Как ни хочется ей, она не может поверить в собственные слова. Ни в то, что Рыжова себе много позволяла, ни в то, что Виктор вернется к ней единственно по старой памяти. Он вернется, потому что любит Рыжову, а не ее Милочку, не ее золотой комочек, не ее девочку… Какие у нее стали глаза, нет сил смотреть…
И в этот момент, как бывает даже с очень умными и сильными людьми, неуверенность, охватившая Людмилу Ильиничну по одному самому конкретному случаю, перекидывается на все остальное, что ждет в будущем ее Милочку. И оно, это будущее, предстает перед Людмилой Ильиничной полное потерь и щелчков судьбы.
В этом будущем прежде всего, оставив Милочку на перроне, отходит поезд прямого следования в ту обетованную страну, где во что бы то ни стало хочет она прописать Милочку.
Чтоб сдержать волнение, Людмила Ильинична на минуту кладет руку на свое вздрагивающее под ладонью горло.

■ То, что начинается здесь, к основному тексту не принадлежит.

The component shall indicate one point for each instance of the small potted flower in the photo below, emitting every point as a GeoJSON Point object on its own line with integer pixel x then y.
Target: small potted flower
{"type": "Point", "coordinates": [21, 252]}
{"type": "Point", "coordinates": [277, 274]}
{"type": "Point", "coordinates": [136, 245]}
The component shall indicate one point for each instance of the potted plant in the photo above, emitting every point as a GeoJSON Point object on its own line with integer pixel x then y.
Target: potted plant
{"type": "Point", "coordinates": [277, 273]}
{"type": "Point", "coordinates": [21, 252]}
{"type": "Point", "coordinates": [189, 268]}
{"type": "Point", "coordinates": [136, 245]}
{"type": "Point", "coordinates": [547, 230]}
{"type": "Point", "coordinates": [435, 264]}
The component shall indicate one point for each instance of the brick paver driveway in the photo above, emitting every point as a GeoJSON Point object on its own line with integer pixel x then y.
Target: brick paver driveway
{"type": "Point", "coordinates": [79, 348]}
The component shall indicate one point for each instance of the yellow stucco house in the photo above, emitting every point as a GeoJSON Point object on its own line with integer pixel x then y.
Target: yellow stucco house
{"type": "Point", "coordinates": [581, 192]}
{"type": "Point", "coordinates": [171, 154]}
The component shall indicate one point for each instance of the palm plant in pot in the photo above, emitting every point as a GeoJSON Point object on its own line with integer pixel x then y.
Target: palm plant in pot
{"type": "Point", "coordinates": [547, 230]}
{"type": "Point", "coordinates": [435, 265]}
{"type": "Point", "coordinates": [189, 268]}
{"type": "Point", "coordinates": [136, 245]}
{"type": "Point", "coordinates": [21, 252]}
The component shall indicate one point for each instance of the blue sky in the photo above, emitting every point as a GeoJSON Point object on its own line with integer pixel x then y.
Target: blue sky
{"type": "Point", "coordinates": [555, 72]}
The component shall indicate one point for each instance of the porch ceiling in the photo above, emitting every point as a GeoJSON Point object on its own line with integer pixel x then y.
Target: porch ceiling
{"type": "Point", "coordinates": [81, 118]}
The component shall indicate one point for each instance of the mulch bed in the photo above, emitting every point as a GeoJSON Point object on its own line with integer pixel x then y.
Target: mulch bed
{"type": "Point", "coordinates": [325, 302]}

Кто знает, сколько трудностей еще ждало бы Милочку по пути к обетованной стране. Даже если бы Виктор решил за нее все задачи и в этот раз, и во многие последующие. Но мы с вами помним о тех трудностях. Людмила Ильинична в этот момент помнить не в состоянии.
Когда Людмила Ильинична выходит наконец из дому, голова ее высоко поднята, а походка быстра и упруга. Нет, пока она мать, а Милочка ее дочь, пока Милочкина судьба вся впереди, Людмила Ильинична не может допустить никакой слабости, никаких отступлений от своей программы.
И она еще придумает что-то, чтоб подсадить Милочку хоть на подножку. С завистью еще посмотрят вслед Милке все эти Медведевы и Антоновы, не умевшие оценить, разглядеть…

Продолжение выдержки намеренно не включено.